What role has the RWJF Health & Society Scholars program played in furthering your research?
With the time, resources, and mentoring that the RWJF Health & Society Scholars program has provided, I have been able to deepen my knowledge of physiological systems relating to chronic stress exposure. I have also expanded my methodological skills to include measurement of acute physiologic stress responses (EKG, impedance cardiography, and blood pressure). These new techniques allow me to consider the reactivity profiles of individuals and link these profiles to changes in health outcomes over time. These methods provide a range of opportunities to develop a mechanistic understanding of how stressful experiences influence health outcomes over time. The HSS program has also allowed me to develop a broader interdisciplinary perspective on health disparities in the United States, and deeper understanding of the ways that psychology research can contribute to an understanding of these disparities.
What is your current research focus, and why did you select it? What current projects are you working on?
I am currently working on a project which considers the impact of stereotype threat on health trajectories of college students. In this project, I am considering acute physiologic reactivity to academic evaluation as a predictor of changes in biomarkers of physical health across the college years. This study builds on existing stereotype threat research to consider the extent to which negative academic stereotypes influence health of minority college students in predominantly White college contexts.
Where do you see your work going in the near- and/or long-term?
I have recently accepted an Associate Professor position in the College of Human Sciences at Auburn University, Department of Human Development and Family Studies.
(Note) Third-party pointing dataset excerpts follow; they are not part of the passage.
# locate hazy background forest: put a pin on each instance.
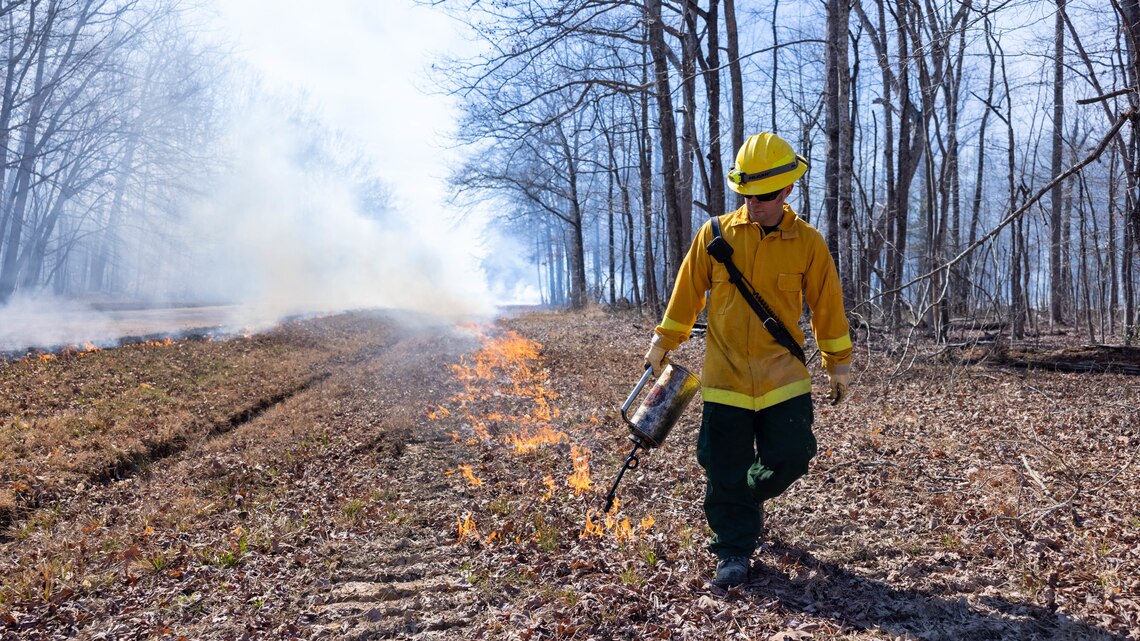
(938, 135)
(974, 164)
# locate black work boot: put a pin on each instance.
(731, 570)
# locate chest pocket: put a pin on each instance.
(790, 283)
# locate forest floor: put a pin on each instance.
(372, 476)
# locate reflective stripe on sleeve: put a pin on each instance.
(674, 326)
(756, 403)
(832, 346)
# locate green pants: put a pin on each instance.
(749, 457)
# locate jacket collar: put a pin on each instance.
(788, 228)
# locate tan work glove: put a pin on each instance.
(656, 356)
(839, 383)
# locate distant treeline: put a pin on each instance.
(969, 160)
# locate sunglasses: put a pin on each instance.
(763, 197)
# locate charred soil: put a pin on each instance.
(371, 476)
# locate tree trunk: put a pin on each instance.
(1057, 294)
(737, 84)
(667, 136)
(837, 177)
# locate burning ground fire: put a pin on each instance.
(507, 406)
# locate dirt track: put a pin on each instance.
(377, 479)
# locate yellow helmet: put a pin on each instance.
(765, 163)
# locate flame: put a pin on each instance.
(579, 480)
(621, 529)
(466, 528)
(529, 440)
(624, 529)
(470, 476)
(592, 528)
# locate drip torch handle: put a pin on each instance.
(633, 395)
(630, 463)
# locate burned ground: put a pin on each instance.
(358, 477)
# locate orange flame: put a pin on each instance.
(579, 480)
(470, 476)
(529, 440)
(466, 528)
(592, 528)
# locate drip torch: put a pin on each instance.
(656, 416)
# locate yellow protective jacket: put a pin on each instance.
(744, 366)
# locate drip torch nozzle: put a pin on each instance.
(630, 463)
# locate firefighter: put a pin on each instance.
(756, 429)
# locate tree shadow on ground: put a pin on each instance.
(863, 603)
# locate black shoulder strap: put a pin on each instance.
(722, 251)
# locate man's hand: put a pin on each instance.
(656, 357)
(839, 382)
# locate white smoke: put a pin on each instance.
(285, 235)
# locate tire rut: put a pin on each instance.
(410, 587)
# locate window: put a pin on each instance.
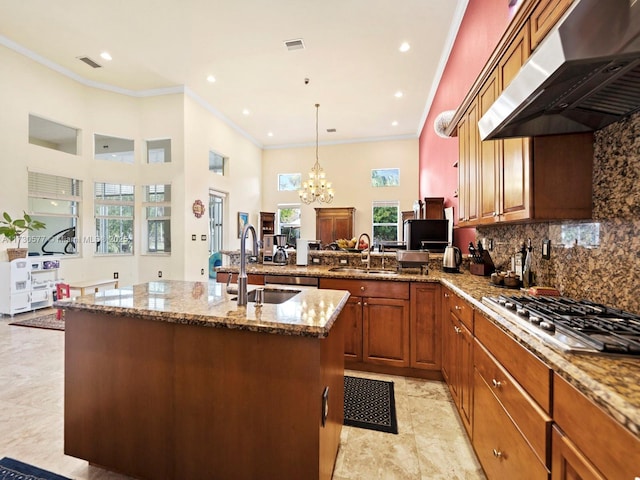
(289, 222)
(55, 201)
(385, 177)
(159, 151)
(114, 218)
(385, 222)
(217, 163)
(113, 149)
(289, 182)
(56, 136)
(157, 208)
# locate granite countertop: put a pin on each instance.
(611, 382)
(310, 313)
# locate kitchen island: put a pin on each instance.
(173, 380)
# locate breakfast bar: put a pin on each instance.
(172, 379)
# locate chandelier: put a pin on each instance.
(317, 187)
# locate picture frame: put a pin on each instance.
(243, 220)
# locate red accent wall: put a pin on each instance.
(483, 24)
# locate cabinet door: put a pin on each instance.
(386, 331)
(568, 463)
(324, 230)
(447, 333)
(465, 375)
(516, 152)
(544, 17)
(468, 166)
(489, 161)
(425, 327)
(342, 227)
(351, 316)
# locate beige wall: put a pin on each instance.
(29, 87)
(348, 167)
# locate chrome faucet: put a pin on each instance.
(242, 276)
(366, 255)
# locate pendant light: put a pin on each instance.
(316, 188)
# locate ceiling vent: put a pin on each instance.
(89, 62)
(296, 44)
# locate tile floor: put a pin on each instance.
(430, 445)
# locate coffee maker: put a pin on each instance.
(280, 253)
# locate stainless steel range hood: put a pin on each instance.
(584, 76)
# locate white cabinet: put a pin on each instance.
(44, 277)
(27, 284)
(15, 286)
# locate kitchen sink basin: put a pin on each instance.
(272, 295)
(359, 271)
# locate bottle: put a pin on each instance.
(527, 276)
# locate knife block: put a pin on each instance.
(481, 269)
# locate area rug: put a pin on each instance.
(370, 404)
(11, 469)
(47, 321)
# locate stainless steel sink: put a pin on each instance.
(272, 295)
(360, 271)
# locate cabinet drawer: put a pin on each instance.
(533, 422)
(613, 450)
(462, 311)
(529, 371)
(501, 449)
(368, 288)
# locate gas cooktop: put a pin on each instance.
(572, 325)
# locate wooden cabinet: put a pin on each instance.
(544, 17)
(568, 462)
(497, 178)
(457, 348)
(424, 326)
(585, 431)
(501, 449)
(334, 223)
(267, 224)
(376, 321)
(351, 316)
(490, 160)
(252, 278)
(468, 142)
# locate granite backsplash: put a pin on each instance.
(597, 259)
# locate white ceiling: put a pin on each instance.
(351, 57)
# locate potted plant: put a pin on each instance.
(14, 228)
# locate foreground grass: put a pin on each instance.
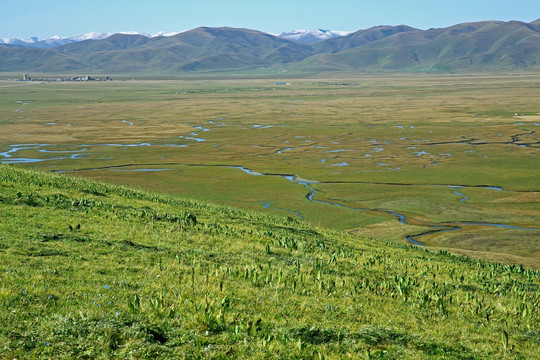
(97, 271)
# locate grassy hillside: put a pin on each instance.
(97, 271)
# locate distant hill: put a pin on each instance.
(488, 45)
(312, 36)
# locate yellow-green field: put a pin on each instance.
(458, 152)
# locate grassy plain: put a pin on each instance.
(439, 150)
(96, 271)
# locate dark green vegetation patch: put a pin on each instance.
(97, 271)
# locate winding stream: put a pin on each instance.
(413, 239)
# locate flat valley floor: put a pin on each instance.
(442, 161)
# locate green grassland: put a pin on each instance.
(438, 150)
(96, 271)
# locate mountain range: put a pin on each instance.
(486, 45)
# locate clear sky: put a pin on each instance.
(26, 18)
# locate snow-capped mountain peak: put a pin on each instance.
(56, 40)
(311, 36)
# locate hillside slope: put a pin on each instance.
(98, 271)
(486, 45)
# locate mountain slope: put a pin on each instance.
(488, 45)
(201, 49)
(482, 45)
(107, 271)
(312, 36)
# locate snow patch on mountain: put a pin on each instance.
(54, 41)
(312, 36)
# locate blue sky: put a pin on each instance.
(25, 18)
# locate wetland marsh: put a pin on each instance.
(451, 158)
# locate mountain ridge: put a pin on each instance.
(483, 45)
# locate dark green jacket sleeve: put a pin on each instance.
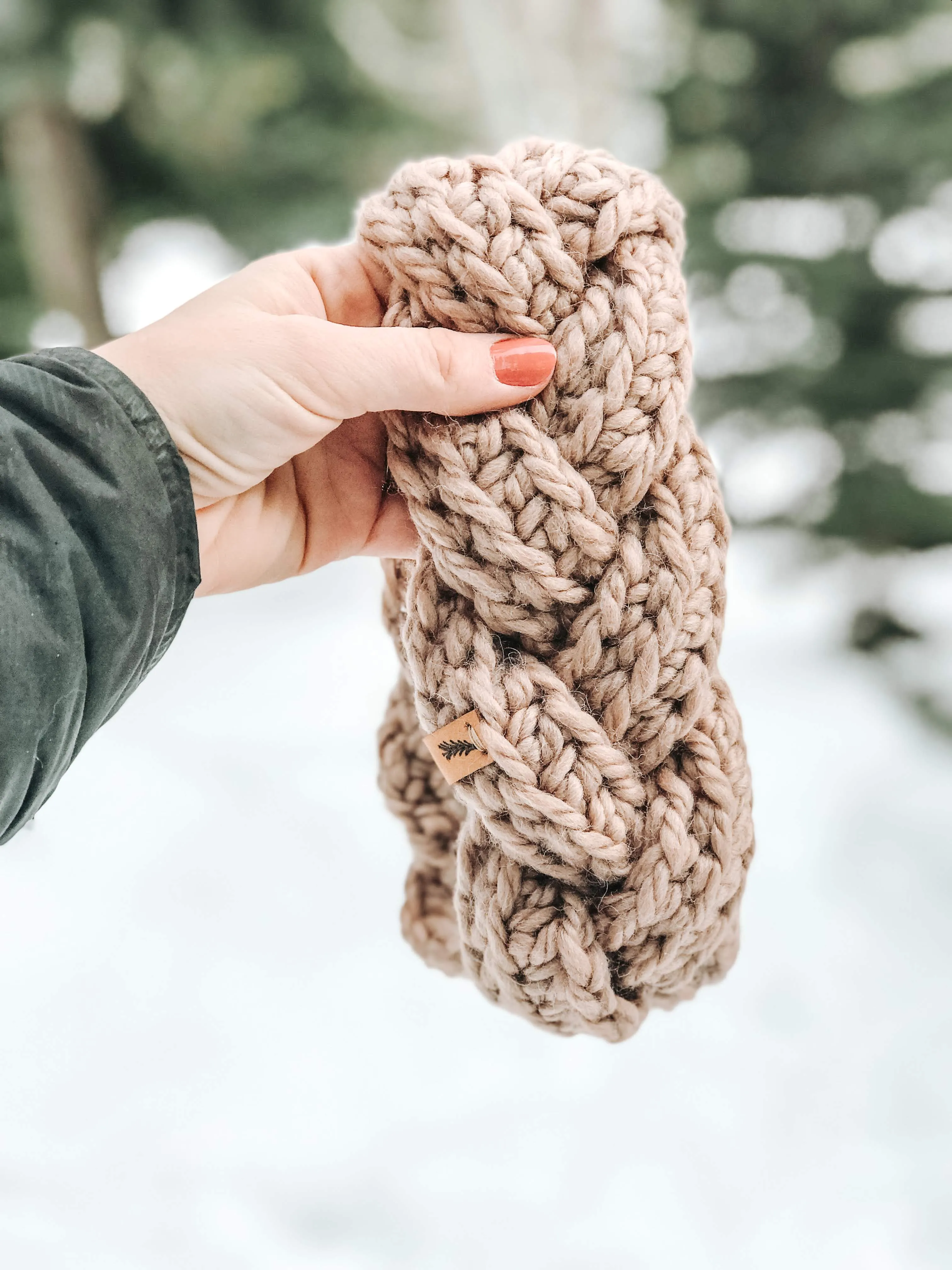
(98, 561)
As a land-grant university with a network of connections to rural and urban counties in Alabama, Auburn University is ideally situated for research on health disparities in the South. Much of the current literature on Black-White disparities has focused on African Americans living in urban areas. However, African Americans living in the rural south are a similarly sized population with even poorer health outcomes — and thus are central to understanding health disparities in the United States. The psychology of Black-White relations in the rural south and the ways in which it may be influencing health and health disparities is a promising possible future direction for my work.